The voices of the witnesses are quiet. Their heads are projected on screens behind a chain-link fence in complete darkness at the site of a former monument to Soviet dictator Josef Stalin. Their topic: the most painful moments in the history of Czechoslovakia.
A multimedia exhibition is marking the 100th anniversary of the creation of Czechoslovakia by focusing on the nation’s experience with two totalitarian regimes in the turbulent 20th century: the Nazi occupation in World War II and Communist rule.
“The Memory of the Nation” has been created by the Post Bellum nonprofit organization, which has been recording oral histories of those who witnessed key historical moments. It starts in 1939, beginning with the Nazi invasion, and goes until the end of the communist regime in 1989.

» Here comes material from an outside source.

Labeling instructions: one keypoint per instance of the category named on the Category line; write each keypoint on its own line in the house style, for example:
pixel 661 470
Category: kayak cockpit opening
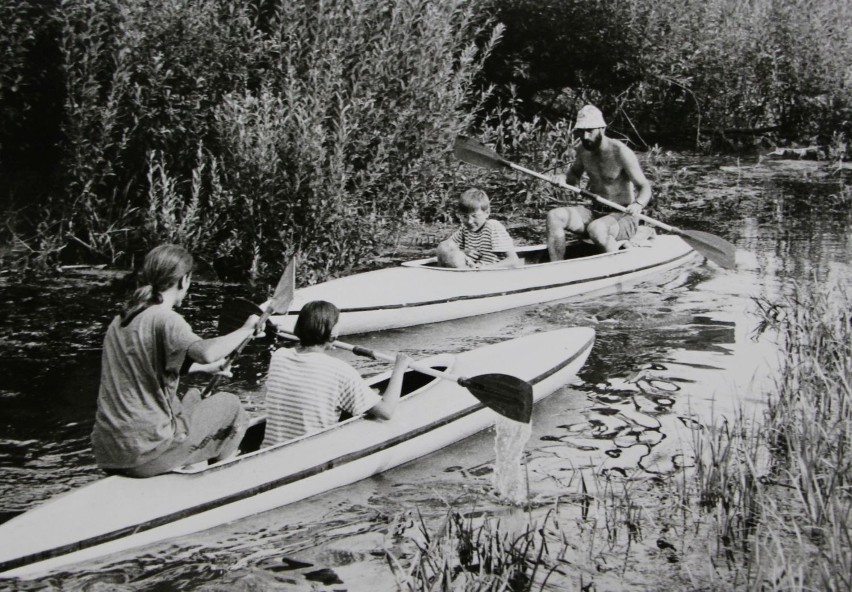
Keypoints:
pixel 528 255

“The 20th century is full of traumas,” said Jana Holcova, a Post Bellum spokeswoman.
Czechoslovakia was created as an independent state on Oct 28, 1918, as the Austro-Hungarian Empire collapsed at the end of World War I. It ceased to exist in 1993, after the region peacefully split into two nations, the Czech Republic and Slovakia.
Here’s a look at the exhibit that runs through Dec 9.
A Fitting Place to Contemplate History
Visitors to the exhibit have a rare chance to see the huge, rarely-opened underground space just under the former Stalin monument site at Prague’s Letna Park.
The almost 16-meter (over 52-foot) granite statue of Stalin with other figures behind him, once considered the biggest representation of the brutal dictator outside the Soviet Union, was unveiled in 1955 after six years of work. Its creator, Otakar Svec, killed himself shortly before that, following the example of his wife.
After Stalin’s Soviet successor, Nikita Khrushchev, denounced Stalin’s personality cult, the monument that was visible from many parts of Prague became a political problem. It was demolished in 1962.
The space has been closed for decades. City Hall has proposed that the National Gallery turn it into a center for contemporary art while Post Bellum has suggested the current exhibition be expanded into a museum to totalitarianism. No final decision has been made.
Traumatic Moments in a Nation’s Past
In one section, a video map with sound allows visitors to glimpse a bit of what it was like to be a RAF pilot shooting down a Nazi plane in World War II during the Battle of Britain, in which many Czechs participated. Other sections illustrate Nazi cruelty, an interrogation by the feared Communist-era secret police or the 1968 Soviet-led invasion of Czechoslovakia, which crushed the liberal reforms known as the Prague Spring. A moment from the country’s 1989 anti-Communist Velvet Revolution, which was led by Vaclav Havel, comes at the end as a relief.
Witnesses speaking on the screen include Holocaust survivors, political prisoners and a communist investigator. Subtitles are in Czech and English.
The Wall That Divides
The project includes a 5-meter (over 16-foot) high wall that runs for 50 meters (164 feet) and prevents people from seeing the elegant, cobblestoned city of Prague at a popular viewing spot.
Martin Hejl, art director of the exhibition, said the wall symbolizes the country’s totalitarian period, its suffocating censorship, the divisions of its people and “archetypical sites such as the Berlin Wall.”